Motorrad

Fahrbericht: Honda CRF1100L Africa Twin - Alles an Bord

  • In MOTORRAD
  • 15. Oktober 2019, 08:28 Uhr
  • Ulf Böhringer/SP-X

Honda hat sein Erfolgsmodell Africa Twin aufgemöbelt und spendiert nicht nur mehr Leistung, sondern vor allem jede Menge elektronische Assistenzprogramme.
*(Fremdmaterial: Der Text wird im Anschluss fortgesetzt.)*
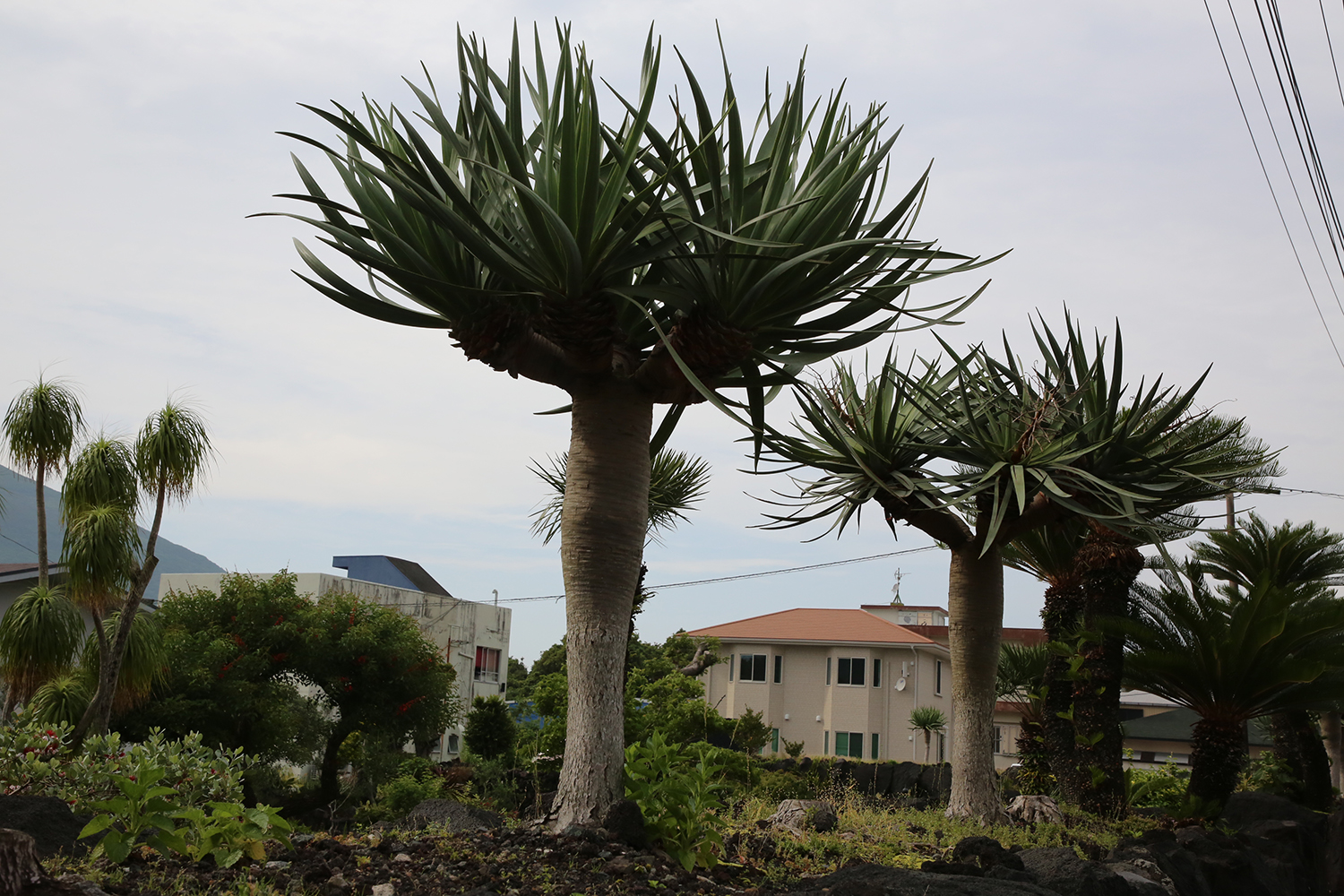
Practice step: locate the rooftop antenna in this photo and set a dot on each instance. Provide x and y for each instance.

Sie ist der größte Erfolg der letzten Jahre für den japanischen Zweirad-Giganten Honda auf den mitteleuropäischen Märkten - die 2016 erschienene CRF1000L mit dem Beinamen Africa Twin. Den fünften Platz der deutschen Zulassungs-Statistik belegt diese Reiseenduro schon seit 2016, fast 9.500 Einheiten kamen so bis zum September dieses Jahres auf die deutschen Straßen. Trotz dieser guten Zahlen hat Honda nun das Nachfolgemodell der CRF1000L vorgestellt: Es heißt CRF1100L Africa Twin und verheißt auf den ersten Blick keine wesentlichen Änderungen. Hinter der geänderten Typenbezeichnung steckt aber nicht nur ein vergrößerter und erstarkter Motor: Die zwei Versionen Africa Twin und Africa Twin Sports Adventure wurden deutlicher auseinandergerückt, verfügen über einen neuen Rahmen und jede Menge Elektronik. Ganz anders als das Vormodell, das mit einer bewussten elektronischen Zurückhaltung angetreten war, bietet die neue Africa Twin nun alles an Fahrassistenzsystemen auf, was der Markt bereithält und was die Wettbewerbsmodelle von BMW, Ducati, KTM und Triumph bereits offerieren.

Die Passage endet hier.